L'entente sera soumise au vote des 780 travailleurs syndiqués de l'usine lors d'une assemblée qui doit avoir lieu au cours de la semaine. Le syndicat a indiqué que ses représentants ne feraient pas de commentaires d'ici là.

Le député de Lac-Saint-Jean à l'Assemblée nationale, Alexandre Cloutier, du Parti québécois, a affiché un sourire prudent en apprenant la nouvelle. Il préfère attendre que l'entente soit adoptée par les syndiqués avant de se réjouir.

Lui qui s'est impliqué dans le litige pour dénoncer l'achat des surplus d'électricité de Rio Tinto par le gouvernement du Québec indique tout de même que l'ensemble des Québécois pourront peut-être se réjouir, car, dit-il, Hydro-Québec a depensé 33 milions $ au premier trimestre pour l'achat des surplus d'électricité qui n'ont pas été utilisés par Rio Tinto Alcan.

Hydro-Québec est obligée d'acheter cette électricité, car une entente entre les deux parties identifie le lock-out comme un cas de force majeure. Cela permet à Rio Tinto Alcan de vendre son énergie plutôt que de l'utiliser pour produire de l'aluminium.

De son côté, le maire d'Alma, Marc Asselin, affirme que l'ensemble du Saguenay-Lac-Saint-Jean se «croise les doigts» afin que l'entente soit acceptée, car le conflit a eu un impact important sur l'économie de la région, en particulier sur les petites et moyennes entreprises (PME) qui fournissent des services et effectuent de la sous-traitance.

«La forêt et l'aluminium sont la base de notre économie, et ils sont suivis de près par les PME», observe le maire Asselin. «Il y a un vent d'optimisme qui souffle sur la région après ces six mois d'attente. On a beaucoup travaillé dans les coulisses pour que les gens s'assoient à la table et qu'ils négocient.»

Après avoir été rompues pendant des mois, les négociations ont finalement repris à la fin mai, en présence d'un conciliateur du ministère québécois du Travail.

La direction s'est dite satisfaite de l'entente, lundi. Le chef des opérations, Étienne Jacques, a affirmé que les deux parties ont fait preuve d'ouverture, permettant d'en arriver à cet accord.

Achoppement sur la sous-traitance

À l'heure actuelle, les cadres exploitent l'usine d'Alma au tiers de sa capacité. La porte-parole de la direction de cette installation, Claudine Gagnon, indique que la priorité sera de redémarrer l'usine si l'entente est entérinée cette semaine.

«Les dirigeants syndicaux la présenteront aux employés, et on espère qu'elle sera acceptée à l'assemblée générale dans les prochains jours», a-t-elle dit.

Les travailleurs ont été mis en lock-out le 30 décembre dernier.

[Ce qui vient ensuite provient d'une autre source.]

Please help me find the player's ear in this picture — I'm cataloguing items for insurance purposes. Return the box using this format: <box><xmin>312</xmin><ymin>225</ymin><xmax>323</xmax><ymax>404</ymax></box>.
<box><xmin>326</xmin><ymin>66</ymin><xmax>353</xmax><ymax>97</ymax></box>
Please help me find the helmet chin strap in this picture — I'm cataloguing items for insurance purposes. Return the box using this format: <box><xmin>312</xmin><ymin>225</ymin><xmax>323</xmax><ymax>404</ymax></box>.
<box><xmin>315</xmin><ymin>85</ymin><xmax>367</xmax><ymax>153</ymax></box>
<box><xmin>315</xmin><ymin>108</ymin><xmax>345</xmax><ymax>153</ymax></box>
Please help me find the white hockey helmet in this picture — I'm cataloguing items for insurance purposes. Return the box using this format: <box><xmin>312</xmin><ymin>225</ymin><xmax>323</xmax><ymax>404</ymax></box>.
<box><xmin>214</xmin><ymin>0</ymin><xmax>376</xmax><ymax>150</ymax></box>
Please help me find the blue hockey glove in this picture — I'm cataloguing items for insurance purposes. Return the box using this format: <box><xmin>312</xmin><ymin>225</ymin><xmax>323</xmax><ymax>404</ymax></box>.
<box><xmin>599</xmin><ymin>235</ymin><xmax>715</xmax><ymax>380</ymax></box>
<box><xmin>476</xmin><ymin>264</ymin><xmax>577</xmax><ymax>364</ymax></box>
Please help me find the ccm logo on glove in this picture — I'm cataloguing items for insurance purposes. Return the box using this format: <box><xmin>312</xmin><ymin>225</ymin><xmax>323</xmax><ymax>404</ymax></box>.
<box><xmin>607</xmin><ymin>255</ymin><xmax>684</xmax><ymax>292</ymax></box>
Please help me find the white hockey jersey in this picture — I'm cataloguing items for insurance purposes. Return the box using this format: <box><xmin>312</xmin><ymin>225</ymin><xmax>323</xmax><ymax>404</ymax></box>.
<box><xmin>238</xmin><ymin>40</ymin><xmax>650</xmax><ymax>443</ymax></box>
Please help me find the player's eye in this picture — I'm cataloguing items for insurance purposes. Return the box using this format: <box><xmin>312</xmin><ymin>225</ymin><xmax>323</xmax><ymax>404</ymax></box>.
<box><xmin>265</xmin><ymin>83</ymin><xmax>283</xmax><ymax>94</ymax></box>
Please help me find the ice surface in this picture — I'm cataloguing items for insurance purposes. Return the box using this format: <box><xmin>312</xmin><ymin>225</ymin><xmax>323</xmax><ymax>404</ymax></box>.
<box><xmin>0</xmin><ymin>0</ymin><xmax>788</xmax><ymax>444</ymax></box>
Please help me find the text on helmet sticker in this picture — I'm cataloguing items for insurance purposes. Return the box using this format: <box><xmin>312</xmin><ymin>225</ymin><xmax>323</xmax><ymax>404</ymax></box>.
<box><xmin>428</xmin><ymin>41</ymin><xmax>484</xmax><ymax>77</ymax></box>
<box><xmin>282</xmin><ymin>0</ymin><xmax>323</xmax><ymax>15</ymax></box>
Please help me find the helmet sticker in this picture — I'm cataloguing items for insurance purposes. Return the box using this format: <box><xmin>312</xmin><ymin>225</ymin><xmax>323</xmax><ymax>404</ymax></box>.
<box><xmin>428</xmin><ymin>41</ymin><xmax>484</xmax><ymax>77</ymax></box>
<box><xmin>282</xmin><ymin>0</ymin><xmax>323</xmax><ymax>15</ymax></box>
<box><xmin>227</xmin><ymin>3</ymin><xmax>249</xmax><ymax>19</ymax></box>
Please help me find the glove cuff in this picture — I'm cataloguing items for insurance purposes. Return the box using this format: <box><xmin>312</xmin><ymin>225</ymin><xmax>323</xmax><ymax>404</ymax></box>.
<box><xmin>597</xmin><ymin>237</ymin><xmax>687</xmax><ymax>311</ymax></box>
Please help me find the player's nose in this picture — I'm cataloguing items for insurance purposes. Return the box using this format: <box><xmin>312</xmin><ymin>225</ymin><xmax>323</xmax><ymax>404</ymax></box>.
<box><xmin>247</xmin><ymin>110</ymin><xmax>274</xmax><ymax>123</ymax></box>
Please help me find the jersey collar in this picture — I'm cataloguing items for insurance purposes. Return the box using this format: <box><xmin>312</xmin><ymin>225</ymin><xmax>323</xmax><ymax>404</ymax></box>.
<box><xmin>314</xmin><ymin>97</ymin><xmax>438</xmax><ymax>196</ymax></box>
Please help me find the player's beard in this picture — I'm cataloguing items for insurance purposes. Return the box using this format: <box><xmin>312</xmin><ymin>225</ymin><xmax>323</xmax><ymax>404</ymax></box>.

Le conflit porte notamment sur le recours accru à la sous-traitance. L'entreprise a indiqué souhaiter remplacer ses travailleurs qui quittent pour la retraite par des sous-traitants dont les salaires seraient inférieurs.

Dans le litige, les syndiqués ont également dénoncé l'exploitation des barrages de Rio Tinto Alcan, qui continue à vendre sa production d'électricité à Hydro-Québec.

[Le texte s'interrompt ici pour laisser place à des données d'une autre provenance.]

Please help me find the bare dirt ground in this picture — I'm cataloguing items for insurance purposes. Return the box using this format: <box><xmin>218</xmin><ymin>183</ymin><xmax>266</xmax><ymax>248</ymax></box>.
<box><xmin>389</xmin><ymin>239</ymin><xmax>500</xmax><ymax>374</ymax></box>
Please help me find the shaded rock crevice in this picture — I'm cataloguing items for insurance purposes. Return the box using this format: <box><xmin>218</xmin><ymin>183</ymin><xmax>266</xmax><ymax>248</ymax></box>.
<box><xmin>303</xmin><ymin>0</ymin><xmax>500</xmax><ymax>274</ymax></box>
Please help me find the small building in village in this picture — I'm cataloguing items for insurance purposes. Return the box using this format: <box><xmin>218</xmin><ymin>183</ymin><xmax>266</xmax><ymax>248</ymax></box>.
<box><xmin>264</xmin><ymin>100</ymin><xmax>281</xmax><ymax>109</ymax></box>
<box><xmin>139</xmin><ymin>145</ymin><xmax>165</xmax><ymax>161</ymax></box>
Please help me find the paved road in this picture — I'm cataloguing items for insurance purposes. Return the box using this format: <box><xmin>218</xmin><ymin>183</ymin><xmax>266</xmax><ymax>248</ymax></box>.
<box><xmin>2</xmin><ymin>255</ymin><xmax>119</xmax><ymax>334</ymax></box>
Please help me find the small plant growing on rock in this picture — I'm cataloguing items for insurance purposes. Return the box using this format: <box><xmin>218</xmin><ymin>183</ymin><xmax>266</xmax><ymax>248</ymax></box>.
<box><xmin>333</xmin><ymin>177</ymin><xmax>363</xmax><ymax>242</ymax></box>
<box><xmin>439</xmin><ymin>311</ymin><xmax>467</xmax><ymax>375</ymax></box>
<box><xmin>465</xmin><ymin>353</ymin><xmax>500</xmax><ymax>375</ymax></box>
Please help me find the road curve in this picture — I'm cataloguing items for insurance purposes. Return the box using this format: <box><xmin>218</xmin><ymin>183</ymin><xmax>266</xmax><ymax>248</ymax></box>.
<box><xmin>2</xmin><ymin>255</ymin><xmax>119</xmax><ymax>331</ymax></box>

En avril dernier, Radio-Canada révélait que selon un rapport du ministère du Travail, Rio Tinto Alcan avait eu recours aux services d'un sous-traitant pour le transport du courrier. De plus, la multinationale aurait employé une salariée pour nettoyer des filtres et effectuer des prélèvements d'air, des tâches qui auraient été dévolues alors à un travailleur en lock-out.

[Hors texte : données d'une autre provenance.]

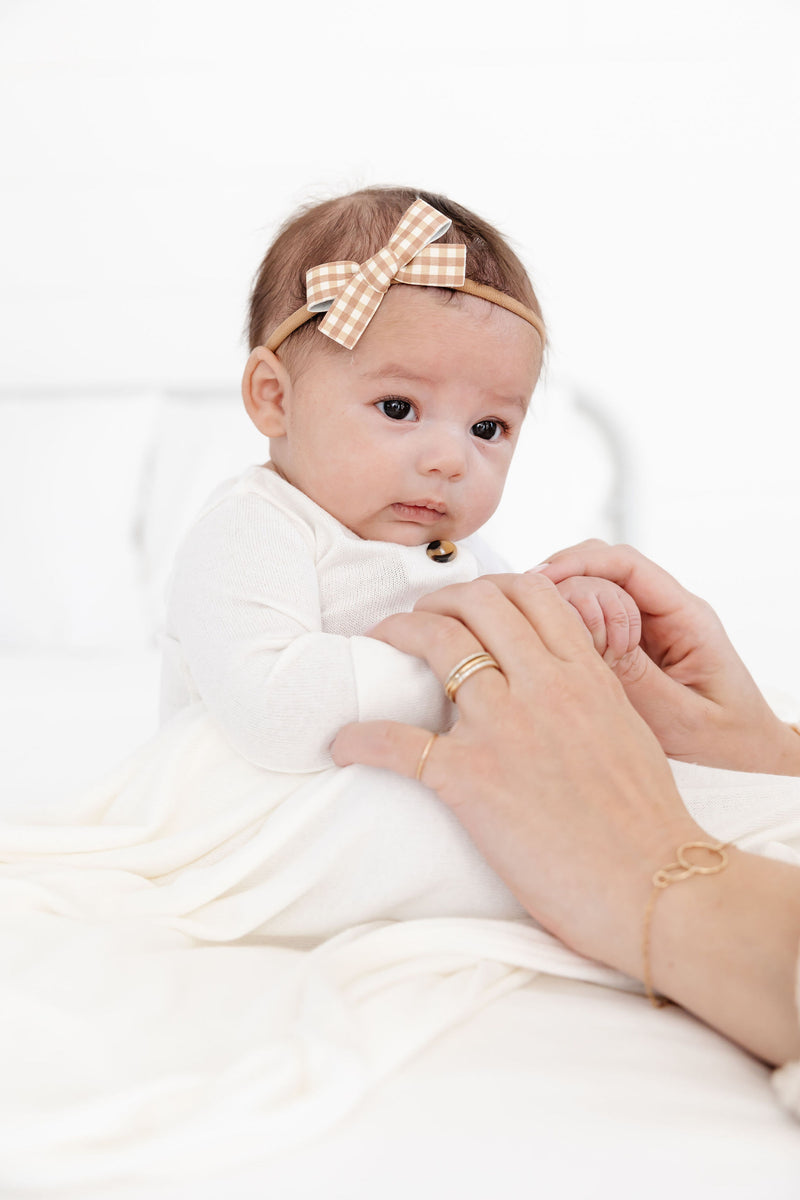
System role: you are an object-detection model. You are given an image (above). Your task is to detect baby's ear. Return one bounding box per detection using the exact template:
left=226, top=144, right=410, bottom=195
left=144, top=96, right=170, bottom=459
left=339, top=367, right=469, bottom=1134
left=241, top=346, right=297, bottom=438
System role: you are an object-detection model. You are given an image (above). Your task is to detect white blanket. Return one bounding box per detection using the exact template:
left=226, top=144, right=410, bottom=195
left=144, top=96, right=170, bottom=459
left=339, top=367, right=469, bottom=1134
left=0, top=707, right=800, bottom=1192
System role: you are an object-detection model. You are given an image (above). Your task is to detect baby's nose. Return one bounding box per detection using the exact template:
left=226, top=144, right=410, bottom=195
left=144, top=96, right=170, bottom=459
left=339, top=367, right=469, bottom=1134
left=419, top=426, right=467, bottom=479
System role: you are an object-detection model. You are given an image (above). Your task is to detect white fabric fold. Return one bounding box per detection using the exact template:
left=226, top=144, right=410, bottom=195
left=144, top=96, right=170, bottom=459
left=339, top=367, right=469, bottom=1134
left=0, top=704, right=800, bottom=1195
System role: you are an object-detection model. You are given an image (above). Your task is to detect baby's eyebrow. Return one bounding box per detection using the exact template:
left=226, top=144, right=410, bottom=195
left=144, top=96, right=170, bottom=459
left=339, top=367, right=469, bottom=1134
left=359, top=362, right=433, bottom=386
left=359, top=362, right=530, bottom=415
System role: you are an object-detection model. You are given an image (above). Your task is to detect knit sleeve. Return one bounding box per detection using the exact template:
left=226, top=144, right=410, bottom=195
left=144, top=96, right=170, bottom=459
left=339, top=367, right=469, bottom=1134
left=772, top=956, right=800, bottom=1121
left=168, top=494, right=450, bottom=772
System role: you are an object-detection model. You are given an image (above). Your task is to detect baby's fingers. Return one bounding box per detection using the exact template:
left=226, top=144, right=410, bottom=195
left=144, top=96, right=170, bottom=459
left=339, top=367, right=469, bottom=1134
left=557, top=576, right=642, bottom=667
left=597, top=581, right=642, bottom=667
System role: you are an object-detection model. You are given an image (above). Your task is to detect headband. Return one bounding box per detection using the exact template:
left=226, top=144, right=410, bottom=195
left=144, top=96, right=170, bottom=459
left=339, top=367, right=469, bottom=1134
left=265, top=199, right=546, bottom=350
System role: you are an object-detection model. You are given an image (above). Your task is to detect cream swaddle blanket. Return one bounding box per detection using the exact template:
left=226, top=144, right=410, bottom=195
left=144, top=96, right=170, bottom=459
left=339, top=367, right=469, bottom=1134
left=0, top=704, right=800, bottom=1192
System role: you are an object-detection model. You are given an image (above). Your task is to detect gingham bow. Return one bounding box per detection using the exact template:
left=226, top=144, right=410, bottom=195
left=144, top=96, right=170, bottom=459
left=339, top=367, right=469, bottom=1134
left=306, top=200, right=467, bottom=350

Les lockoutés de Rio Tinto Alcan ont participé à de nombreuses manifestations depuis le début du conflit. Ils ont notamment marché d'Alma à Québec et organisé des manifestations pendant lesquelles de nombreuses organisations syndicales les ont rejoints, parfois d'aussi loin que de l'Australie, de la Nouvelle-Zélande et de l'Afrique du Sud.

Lors de l'annonce de l'entente, lundi matin, Rio Tinto a indiqué que celle-ci était survenue «quelques heures plus tôt».